Celebrity poet aside, Graywolf tends to lead on trends or avoid them. “They obviously have to look at trends, but they can be a little more adventurous,” says Rick Simonson, the buyer for Seattle’s Elliott Bay Books. “I’ve watched the bigger houses plunge into things and back away. People in New York, if they were trying to sell me a book of essays, they’d say, ‘I know essays are a tough sell.’” Now that essays are selling at Graywolf, others are catching on. Little, Brown lured Leslie Jamison away with a seven-figure advance only two months after The Empathy Exams came out.

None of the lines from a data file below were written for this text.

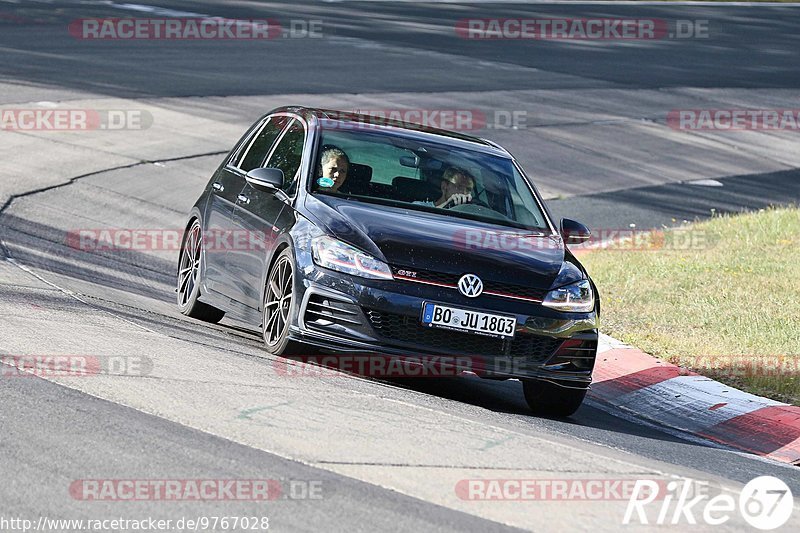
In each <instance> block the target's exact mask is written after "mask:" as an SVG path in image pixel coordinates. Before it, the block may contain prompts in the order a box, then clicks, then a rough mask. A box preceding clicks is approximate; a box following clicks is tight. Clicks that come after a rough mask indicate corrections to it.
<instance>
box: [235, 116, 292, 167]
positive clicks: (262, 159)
mask: <svg viewBox="0 0 800 533" xmlns="http://www.w3.org/2000/svg"><path fill="white" fill-rule="evenodd" d="M288 122H289V117H271V118H270V119H269V120H268V121H267V123H266V124H264V126H263V127H262V128H261V131H259V132H258V133H257V134H256V135H254V136H253V137H252V138H251V139H250V140H249V141H248V143H249V144H248V145H247V146H246V147H245V149H244V150H243V151H242V154H240V156H239V157H240V160H239V161H238V162H234V166H236V167H238V168H240V169H241V170H242V171H244V172H250V171H251V170H253V169H254V168H259V167H261V166H262V165H263V164H264V160H265V159H266V158H267V154H268V153H269V149H270V148H272V144H273V143H274V142H275V139H277V138H278V135H280V133H281V131H283V128H284V127H285V126H286V124H287V123H288Z"/></svg>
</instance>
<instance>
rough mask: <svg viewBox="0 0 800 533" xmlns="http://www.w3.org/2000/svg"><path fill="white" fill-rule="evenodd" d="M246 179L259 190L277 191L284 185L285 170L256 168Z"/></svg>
mask: <svg viewBox="0 0 800 533" xmlns="http://www.w3.org/2000/svg"><path fill="white" fill-rule="evenodd" d="M244 179H246V180H247V183H249V184H250V185H252V186H253V188H255V189H258V190H259V191H267V192H276V191H279V190H280V189H281V187H283V171H282V170H281V169H279V168H254V169H253V170H251V171H250V172H248V173H247V174H246V175H245V177H244Z"/></svg>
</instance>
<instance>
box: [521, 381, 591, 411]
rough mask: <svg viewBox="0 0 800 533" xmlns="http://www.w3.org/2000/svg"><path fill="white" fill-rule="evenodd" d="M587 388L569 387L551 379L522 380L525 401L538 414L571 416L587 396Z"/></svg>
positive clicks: (531, 409)
mask: <svg viewBox="0 0 800 533" xmlns="http://www.w3.org/2000/svg"><path fill="white" fill-rule="evenodd" d="M586 391H587V389H568V388H566V387H560V386H558V385H556V384H554V383H551V382H549V381H539V380H535V379H526V380H523V381H522V392H523V393H524V394H525V401H526V402H528V407H530V408H531V411H533V412H534V413H535V414H537V415H544V416H558V417H567V416H571V415H572V414H574V413H575V411H577V410H578V408H579V407H580V406H581V404H582V403H583V399H584V398H585V397H586Z"/></svg>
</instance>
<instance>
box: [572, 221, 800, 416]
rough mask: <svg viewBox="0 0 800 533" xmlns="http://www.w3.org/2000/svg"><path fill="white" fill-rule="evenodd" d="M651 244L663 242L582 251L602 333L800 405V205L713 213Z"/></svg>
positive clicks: (644, 350) (769, 394) (749, 388)
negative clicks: (635, 245) (762, 208)
mask: <svg viewBox="0 0 800 533" xmlns="http://www.w3.org/2000/svg"><path fill="white" fill-rule="evenodd" d="M689 236H691V237H693V238H694V239H695V240H694V242H695V244H694V245H692V246H686V243H687V242H688V241H689V239H688V237H689ZM654 242H656V243H665V245H662V246H655V247H653V249H648V250H641V249H640V250H625V249H619V250H598V251H594V252H590V253H588V254H586V255H585V256H582V258H581V260H582V262H583V263H584V264H585V265H586V267H587V269H588V270H589V273H590V274H591V276H592V277H593V278H594V280H595V282H596V284H597V286H598V289H599V291H600V294H601V298H602V322H601V324H602V330H603V332H604V333H607V334H609V335H611V336H613V337H616V338H618V339H620V340H622V341H624V342H626V343H629V344H632V345H634V346H636V347H638V348H641V349H642V350H644V351H646V352H648V353H650V354H653V355H655V356H657V357H660V358H662V359H665V360H668V361H670V362H672V363H675V364H679V365H681V366H684V367H687V368H689V369H691V370H695V371H697V372H700V373H701V374H704V375H708V376H709V377H713V378H715V379H718V380H720V381H722V382H725V383H728V384H731V385H734V386H737V387H741V388H744V389H745V390H748V391H749V392H752V393H755V394H759V395H763V396H768V397H771V398H774V399H777V400H781V401H785V402H787V403H793V404H795V405H800V209H797V208H770V209H766V210H760V211H759V212H756V213H749V214H742V215H725V216H715V217H713V218H712V219H710V220H708V221H705V222H701V223H696V224H691V225H688V226H684V227H683V228H681V229H678V230H667V231H665V232H664V233H663V234H656V235H655V237H654ZM640 248H641V247H640ZM734 363H736V364H734ZM737 365H739V366H738V367H737ZM742 365H744V368H742ZM775 365H782V366H781V368H782V369H783V370H781V371H780V372H776V370H775Z"/></svg>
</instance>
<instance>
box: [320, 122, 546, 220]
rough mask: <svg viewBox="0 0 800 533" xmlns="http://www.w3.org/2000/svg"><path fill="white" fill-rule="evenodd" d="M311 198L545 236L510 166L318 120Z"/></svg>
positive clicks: (490, 156)
mask: <svg viewBox="0 0 800 533" xmlns="http://www.w3.org/2000/svg"><path fill="white" fill-rule="evenodd" d="M320 142H321V145H320V150H319V151H318V154H319V156H318V161H317V165H316V169H315V173H314V175H313V179H312V180H311V183H310V189H311V191H312V193H314V194H326V195H335V196H338V197H342V198H346V199H348V200H351V201H358V202H368V203H378V204H384V205H390V206H395V207H403V208H406V209H413V210H418V211H426V212H430V213H436V214H439V215H442V216H448V217H457V218H467V219H471V220H478V221H482V222H486V223H490V224H495V225H501V226H508V227H513V228H519V229H525V230H533V231H537V232H545V233H549V232H550V230H549V227H548V225H547V221H546V219H545V215H544V214H543V213H542V209H541V208H540V207H539V203H538V202H537V200H536V198H535V197H534V195H533V193H532V191H531V189H530V187H529V186H528V185H527V183H526V182H525V179H524V178H523V177H522V175H521V174H520V172H519V171H518V170H517V168H516V166H515V165H514V163H513V161H512V160H511V159H510V158H508V157H501V156H497V155H494V154H491V153H488V150H487V151H481V150H480V149H473V148H471V147H469V146H468V143H467V142H464V141H456V142H453V143H450V144H445V143H439V142H431V141H428V140H420V139H419V137H418V136H417V135H405V134H403V133H402V132H398V131H395V130H389V129H386V128H381V127H377V126H374V127H370V126H364V125H359V124H347V123H342V122H334V121H323V130H322V139H321V141H320Z"/></svg>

“It feels like an inevitable loss,” McCrae says of Jamison’s defection, “but it’s not our job to put ourselves between an author and a substantial advance.” Graywolf can occasionally compete with New York publishers, but it can’t survive by mining just one vein, whether it’s a breakout writer or an entire subgenre of nonfiction. “It’s almost like a fountain,” says McCrae, butterflying her arms to illustrate. “You launch the book and up they go, and there’s going to be a falloff, and you invest back in again. We’ve had this five-year period, but what’s coming? We’ve got some new things. Like The Wake.”

The Wake, by Paul Kingsnorth, is a novel about the Norman invasion of 1066, written in a modified Old English that takes some getting used to. It starts off impenetrable, becomes immersive, and concludes with an emotional gut-punch. Published in England through a crowdfunding platform, it was deemed by The Guardian “a literary triumph” and effusively praised by Geoff Dyer and Eleanor Catton. Graywolf editor Ethan Nosowsky went after it aggressively. It's set for a rave in the Times Book Review.

“The nice thing about Graywolf,” says Nosowsky, “is the things that often seem most difficult in the market turn out to be our best successes. The Wake was like that. I can imagine walking down the hall of a big house terrified of bringing that to my boss, and having them think I was losing my marbles. But I had no doubt that Fiona would be excited. It’s our lead fiction title for the fall. And it’s very Graywolf.”